= Justin Hocking (writer) =

American writer (born 1973)

Justin Hocking (born August 2, 1973) is an American essayist and writer of memoir, literary nonfiction, and short stories.

His memoir, The Great Floodgates of the Wonderworld, won the 2015 Oregon Book Award in Creative Nonfiction (The Sarah Winnemuca Award) and was a finalist for the 2015 PEN Center USA Literary award for Creative Nonfiction. Oregon Book Award judge John D'Agata described The Great Floodgates of the Wonderworld as a "quiet and brilliant achievement of both emotion and technique." Hocking has also been awarded an Oregon Literary Fellowship in Fiction, four project grant awards from Oregon's Regional Arts and Culture Council, and a 2014 "Rising Star" award from the Portland Monthly magazine.

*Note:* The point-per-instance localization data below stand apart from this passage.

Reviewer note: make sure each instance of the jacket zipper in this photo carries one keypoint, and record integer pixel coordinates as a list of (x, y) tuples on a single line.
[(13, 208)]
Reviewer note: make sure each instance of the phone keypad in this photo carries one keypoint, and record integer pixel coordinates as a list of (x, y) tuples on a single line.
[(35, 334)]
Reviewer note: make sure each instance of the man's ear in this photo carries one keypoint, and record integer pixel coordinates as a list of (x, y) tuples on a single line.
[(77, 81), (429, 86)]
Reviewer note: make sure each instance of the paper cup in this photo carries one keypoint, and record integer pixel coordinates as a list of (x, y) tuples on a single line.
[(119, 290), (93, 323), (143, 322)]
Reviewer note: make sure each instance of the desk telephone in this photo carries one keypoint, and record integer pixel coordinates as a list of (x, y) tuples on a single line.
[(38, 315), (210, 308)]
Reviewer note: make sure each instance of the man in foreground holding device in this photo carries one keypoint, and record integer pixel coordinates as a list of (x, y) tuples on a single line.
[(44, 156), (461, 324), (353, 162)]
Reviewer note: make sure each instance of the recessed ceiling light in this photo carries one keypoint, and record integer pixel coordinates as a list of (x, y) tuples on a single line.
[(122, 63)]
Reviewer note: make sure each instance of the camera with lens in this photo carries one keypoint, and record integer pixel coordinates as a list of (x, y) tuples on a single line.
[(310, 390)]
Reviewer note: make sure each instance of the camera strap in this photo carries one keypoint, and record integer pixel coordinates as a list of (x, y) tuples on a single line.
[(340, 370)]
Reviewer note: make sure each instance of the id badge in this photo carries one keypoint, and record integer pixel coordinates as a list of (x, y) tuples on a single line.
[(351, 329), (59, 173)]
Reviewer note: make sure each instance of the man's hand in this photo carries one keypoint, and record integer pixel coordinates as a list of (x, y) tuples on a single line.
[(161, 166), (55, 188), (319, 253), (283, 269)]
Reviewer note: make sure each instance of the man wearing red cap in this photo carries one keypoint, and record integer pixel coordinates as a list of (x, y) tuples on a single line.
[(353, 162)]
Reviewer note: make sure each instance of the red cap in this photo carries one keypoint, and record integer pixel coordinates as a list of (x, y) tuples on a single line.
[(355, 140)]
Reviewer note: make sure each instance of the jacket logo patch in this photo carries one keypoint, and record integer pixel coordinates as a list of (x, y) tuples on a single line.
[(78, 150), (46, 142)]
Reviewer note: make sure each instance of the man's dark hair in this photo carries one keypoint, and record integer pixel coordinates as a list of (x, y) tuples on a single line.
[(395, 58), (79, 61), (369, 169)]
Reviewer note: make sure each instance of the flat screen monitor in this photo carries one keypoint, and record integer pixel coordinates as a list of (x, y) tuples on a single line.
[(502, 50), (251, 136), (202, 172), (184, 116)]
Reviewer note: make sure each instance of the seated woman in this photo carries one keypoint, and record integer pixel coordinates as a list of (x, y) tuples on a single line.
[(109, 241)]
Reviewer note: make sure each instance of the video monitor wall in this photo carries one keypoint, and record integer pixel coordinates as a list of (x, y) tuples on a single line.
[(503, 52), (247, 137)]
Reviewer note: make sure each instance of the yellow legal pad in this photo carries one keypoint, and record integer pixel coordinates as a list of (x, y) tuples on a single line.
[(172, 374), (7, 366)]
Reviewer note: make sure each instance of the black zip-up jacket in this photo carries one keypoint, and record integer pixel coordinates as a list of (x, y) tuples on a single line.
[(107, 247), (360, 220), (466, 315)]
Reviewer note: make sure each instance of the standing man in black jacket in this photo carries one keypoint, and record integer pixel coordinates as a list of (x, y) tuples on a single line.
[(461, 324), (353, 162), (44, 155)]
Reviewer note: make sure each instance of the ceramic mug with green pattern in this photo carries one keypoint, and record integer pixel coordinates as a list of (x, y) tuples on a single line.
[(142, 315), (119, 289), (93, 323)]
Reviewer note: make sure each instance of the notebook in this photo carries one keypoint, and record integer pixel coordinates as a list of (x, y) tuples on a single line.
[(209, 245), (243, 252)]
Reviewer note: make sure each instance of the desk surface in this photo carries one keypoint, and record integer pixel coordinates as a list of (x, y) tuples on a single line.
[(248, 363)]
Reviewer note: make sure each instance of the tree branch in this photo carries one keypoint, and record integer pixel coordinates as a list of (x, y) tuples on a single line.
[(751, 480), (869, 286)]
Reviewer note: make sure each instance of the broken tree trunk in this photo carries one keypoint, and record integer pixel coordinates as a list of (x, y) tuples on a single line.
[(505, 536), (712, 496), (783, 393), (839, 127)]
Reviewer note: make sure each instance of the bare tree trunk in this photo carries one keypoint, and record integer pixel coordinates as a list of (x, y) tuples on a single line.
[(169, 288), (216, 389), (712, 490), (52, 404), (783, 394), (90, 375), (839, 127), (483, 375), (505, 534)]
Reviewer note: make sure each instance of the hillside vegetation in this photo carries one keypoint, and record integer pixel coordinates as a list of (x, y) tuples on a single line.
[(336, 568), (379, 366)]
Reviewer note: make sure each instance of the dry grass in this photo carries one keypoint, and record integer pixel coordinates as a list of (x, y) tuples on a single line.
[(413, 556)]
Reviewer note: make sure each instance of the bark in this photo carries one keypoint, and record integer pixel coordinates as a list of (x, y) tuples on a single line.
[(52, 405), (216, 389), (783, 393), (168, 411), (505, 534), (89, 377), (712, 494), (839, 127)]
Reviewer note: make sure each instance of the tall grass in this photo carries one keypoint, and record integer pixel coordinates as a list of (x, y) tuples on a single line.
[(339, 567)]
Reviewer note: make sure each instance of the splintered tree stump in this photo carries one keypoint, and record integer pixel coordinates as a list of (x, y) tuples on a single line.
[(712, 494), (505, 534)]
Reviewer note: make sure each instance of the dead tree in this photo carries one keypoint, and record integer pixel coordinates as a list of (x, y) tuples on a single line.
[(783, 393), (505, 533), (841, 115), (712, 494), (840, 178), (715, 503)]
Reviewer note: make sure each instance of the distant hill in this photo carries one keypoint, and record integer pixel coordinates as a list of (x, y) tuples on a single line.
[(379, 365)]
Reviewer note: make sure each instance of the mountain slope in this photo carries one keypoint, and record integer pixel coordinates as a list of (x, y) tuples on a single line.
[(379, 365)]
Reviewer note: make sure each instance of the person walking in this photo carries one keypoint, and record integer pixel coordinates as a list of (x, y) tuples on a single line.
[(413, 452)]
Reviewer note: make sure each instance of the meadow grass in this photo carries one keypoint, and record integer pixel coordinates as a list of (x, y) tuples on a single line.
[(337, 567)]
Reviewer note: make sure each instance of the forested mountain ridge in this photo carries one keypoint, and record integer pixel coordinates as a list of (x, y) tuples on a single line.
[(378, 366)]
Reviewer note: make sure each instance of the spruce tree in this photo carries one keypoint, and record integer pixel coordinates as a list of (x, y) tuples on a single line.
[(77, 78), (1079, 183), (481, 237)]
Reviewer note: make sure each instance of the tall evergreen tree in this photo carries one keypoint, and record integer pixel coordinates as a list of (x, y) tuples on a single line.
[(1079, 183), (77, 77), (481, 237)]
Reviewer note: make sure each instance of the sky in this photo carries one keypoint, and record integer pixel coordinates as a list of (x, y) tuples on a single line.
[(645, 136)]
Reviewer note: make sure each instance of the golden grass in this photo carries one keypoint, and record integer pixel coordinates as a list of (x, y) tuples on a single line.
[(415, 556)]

The former executive director of the Independent Publishing Resource Center, Hocking supervised and implemented literary outreach to schools, treatment centers, and correctional facilities. He also founded the Independent Publishing Resource Center's yearlong Certificate Program in Creative Writing and Publishing. Based on his community engagement, the Willamette Writers association awarded him their annual Humanitarian Award in 2014, and Willamette Week named him one of "Ten Writers Who Made Portland." Hocking is also the author of two artisanal letterpress chapbooks, Gallery and Reclamation: Essays, published respectively by Swift Season Press and Wheelhouse Press.

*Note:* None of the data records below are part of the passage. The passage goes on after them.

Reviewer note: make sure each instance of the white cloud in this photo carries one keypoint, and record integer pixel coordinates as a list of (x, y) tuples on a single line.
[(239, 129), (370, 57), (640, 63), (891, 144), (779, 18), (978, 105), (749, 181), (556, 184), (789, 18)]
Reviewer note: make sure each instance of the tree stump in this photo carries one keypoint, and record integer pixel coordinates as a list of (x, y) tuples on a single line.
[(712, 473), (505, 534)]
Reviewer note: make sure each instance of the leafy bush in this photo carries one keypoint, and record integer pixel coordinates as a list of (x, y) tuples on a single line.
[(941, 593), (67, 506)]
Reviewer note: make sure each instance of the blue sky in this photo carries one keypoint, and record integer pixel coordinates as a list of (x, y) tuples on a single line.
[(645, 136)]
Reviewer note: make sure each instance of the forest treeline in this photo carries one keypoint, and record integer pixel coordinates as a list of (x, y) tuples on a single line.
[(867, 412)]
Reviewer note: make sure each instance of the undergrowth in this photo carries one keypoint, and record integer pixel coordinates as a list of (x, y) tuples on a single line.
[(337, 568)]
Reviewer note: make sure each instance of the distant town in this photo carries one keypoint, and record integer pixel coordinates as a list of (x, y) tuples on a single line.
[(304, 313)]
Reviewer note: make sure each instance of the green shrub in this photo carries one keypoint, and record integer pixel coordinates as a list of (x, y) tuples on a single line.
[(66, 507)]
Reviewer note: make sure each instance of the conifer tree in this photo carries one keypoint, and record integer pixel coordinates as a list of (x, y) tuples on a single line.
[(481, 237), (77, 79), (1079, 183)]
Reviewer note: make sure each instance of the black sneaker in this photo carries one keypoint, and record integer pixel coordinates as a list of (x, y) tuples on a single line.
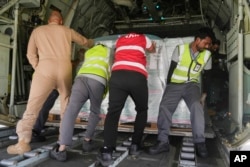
[(88, 146), (159, 147), (58, 155), (201, 150), (134, 149), (37, 137), (105, 156)]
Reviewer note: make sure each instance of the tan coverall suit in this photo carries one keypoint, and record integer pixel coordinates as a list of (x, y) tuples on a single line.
[(49, 53)]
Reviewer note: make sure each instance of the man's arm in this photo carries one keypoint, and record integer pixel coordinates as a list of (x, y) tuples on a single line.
[(32, 52)]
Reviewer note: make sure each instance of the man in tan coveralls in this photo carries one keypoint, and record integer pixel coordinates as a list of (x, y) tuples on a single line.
[(49, 53)]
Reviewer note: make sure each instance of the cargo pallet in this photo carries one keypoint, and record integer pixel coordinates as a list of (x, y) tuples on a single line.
[(151, 127)]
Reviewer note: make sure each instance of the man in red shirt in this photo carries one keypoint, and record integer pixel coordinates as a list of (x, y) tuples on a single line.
[(128, 78)]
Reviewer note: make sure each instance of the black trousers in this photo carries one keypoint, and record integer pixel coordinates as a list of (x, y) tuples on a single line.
[(124, 83), (44, 112)]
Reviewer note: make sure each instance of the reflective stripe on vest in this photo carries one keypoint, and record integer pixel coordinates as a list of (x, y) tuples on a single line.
[(186, 70), (96, 62)]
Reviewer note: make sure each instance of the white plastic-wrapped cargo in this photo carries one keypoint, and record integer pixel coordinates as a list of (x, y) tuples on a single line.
[(157, 66)]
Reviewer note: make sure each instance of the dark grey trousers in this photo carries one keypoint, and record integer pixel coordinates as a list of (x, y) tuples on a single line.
[(191, 94), (84, 88)]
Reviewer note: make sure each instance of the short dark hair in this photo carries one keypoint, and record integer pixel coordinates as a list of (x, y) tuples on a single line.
[(205, 32), (216, 42)]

He regularly contributes book reviews for The Portland Mercury, and has written numerous books for young readers, including a 2017 title about Johannes Gutenberg and the invention of the printing press. He was a 2016/2017 Visiting Faculty member in Creative Writing at Evergreen State College, and currently teaches creative nonfiction and fiction as a full-time faculty member in the MFA and BFA programs in creative writing at Portland State University. He lives with his wife in Portland, Oregon. As an author, he has been collected by libraries.

==Life and work==
Justin Hocking was born in Glenwood Springs, Colorado in 1973. At age twelve, he moved with his family to San Diego. He attended college at the University of Colorado, and earned a Master of Fine Arts in Creative Writing at Colorado State University in 2002. During the mid-2000s he lived in New York City, where he worked as an assistant editor at Citadel Underground. In 2006 he relocated to Portland, Oregon to assume the executive director position at the Independent Publishing Resource Center. He is a contributing editor for the literary magazines Big Big Wednesday and The Normal School, and his work has appeared in Orion, Tin House, The Rumpus, Poets & Writers magazine, the Oregonian, the Portland Monthly, The Normal School, and elsewhere.

== Awards and grants ==
- 2020 Finalist for Columbia Journal's Spring Fiction Contest
- 2019 Special Mention in the Pushcart Prize fiction anthology
- 2019/20 Regional Arts and Culture Council Project Grant Award
- 2018 Pushcart Prize Nomination from Leaf Litter Magazine
- 2018 Honorable Mention in the Raymond Carver Short Story Contest
- 2018 Semi-Finalist for the VanderMay Nonfiction Prize
- 2017 Stewart H. Holbrook Literary Legacy Award (awarded to the IPRC organization and staff for seventeen years of literary outreach)
- 2016/2017 Regional Arts and Culture Council Project Grant award
- The 2015 Oregon Book Award for Creative Nonfiction (The Sarah Winnemuca Award)
- Finalist for the 2015 Pen Center USA Literary Award for Creative Nonfiction
- 2015 Oregon Literary Fellowship in Fiction
- 2015/16 Regional Arts and Culture Council Project Grant Award
- 2014 Humanitarian Award from The Willamette Writers association
- 2014/15 Regional Arts and Culture Council Project Grant award
- 2014 Rising Star award from Portland Monthly magazine
- 2013/14 Regional Arts and Culture Council Project Grant award
- 2010 Skidmore Prize (runner up)

== Affiliations ==
Hocking was a member of a Portland-based writing group with Lidia Yuknavitch, Chuck Palahniuk, Chelsea Cain, Monica Drake, Suzy Vitello, Erin Leonard, and others.

==Works==
===Nonfiction books===

- A Field Guide to the Subterranean: A Memoir, Forthcoming June 2025.
- "The Gutenberg Bible". Rosen Publishing, 2017.
- "Reclamation: Essays". Wheelhouse Press. 2016
- "The Great Floodgates of the Wonderworld: A Memoir". Graywolf Press. 2014

===Fiction===
- "Gallery". Swift Season Press. 2015.

===Poetry/hybrid===

- "PS: The Wolves". Two Plum Press. October 2019.

===Anthologized works===

- "City of Weird: 30 Otherworldly Portland Tales". Forest Avenue Press. 2016.
- "Portland Noir". Akashic Press, 2010.